AppInternals and Oracle Enterprise Manager on the same JVM/Domain

I have had the luxury of working in a customer environment where we instrument two APM tools side by side. Riverbed's Appinternals and Oracle's Enterprise Manager. Both are powerful, both are excellent in fact, but you if you need to allow them to do what they are good at!

Application owners, support staff or outsourced functions tend to use AppInternals, Middleware Administrators tend to have sole use of OEM or the Weblogic Console to monitor status of managed nodes etc...Running/Stopped/Paused and so on. 9 times out of 10, Application owners are telling middleware teams there is a problem. The reason why Application owners or support staff do not have access to Weblogic Console/Enterprise Manager Console is...., well, ask your local middleware guy...its an admin tool, so they don't want anyone poking round right!


Knowing when an application or service is slower than the rest:

Riverbed captures all inbound servlet transactions (webservices), JMS message collection, remote connection or database query. Its very easy to tell which server, instance or webservice is different to the rest in real time. Metrics give Riverbed real time average/max response times per instance or transaction. OEM can do this too, but the agent needs to be profiling to do so. Without Appinternals, or OEM you'd need to logon to the Enterprise Manager console to work this out typically, but when an environment has 10x managed nodes and 100 webservices...knowing where to start looking delays finding what the application team have been saying since the start...."this service, this server, this exception, started at this time..."

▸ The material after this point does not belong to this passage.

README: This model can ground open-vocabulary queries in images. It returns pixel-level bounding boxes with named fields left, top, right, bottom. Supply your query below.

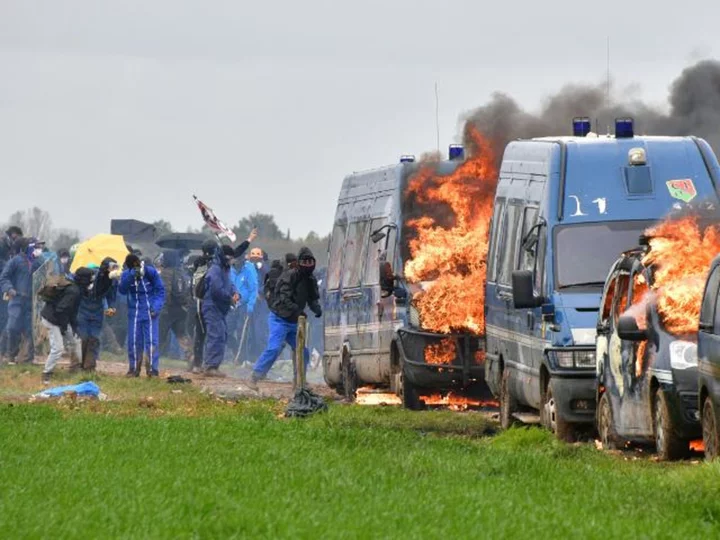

JMX type metrics, like pools or queues:

Appinternals 10 does not support JMX connections to monitor these components. OEM gives you 1 min counters to monitor pool size, hogging thread counts etc. This is a clear advantage of Oracle Enterprise Manager, it's JMX heavy instrumentation can go very very deep into the configuration layers of Weblogic where some products or vendors can only dream about. Its pretty much the weblogic console embedded into the tool.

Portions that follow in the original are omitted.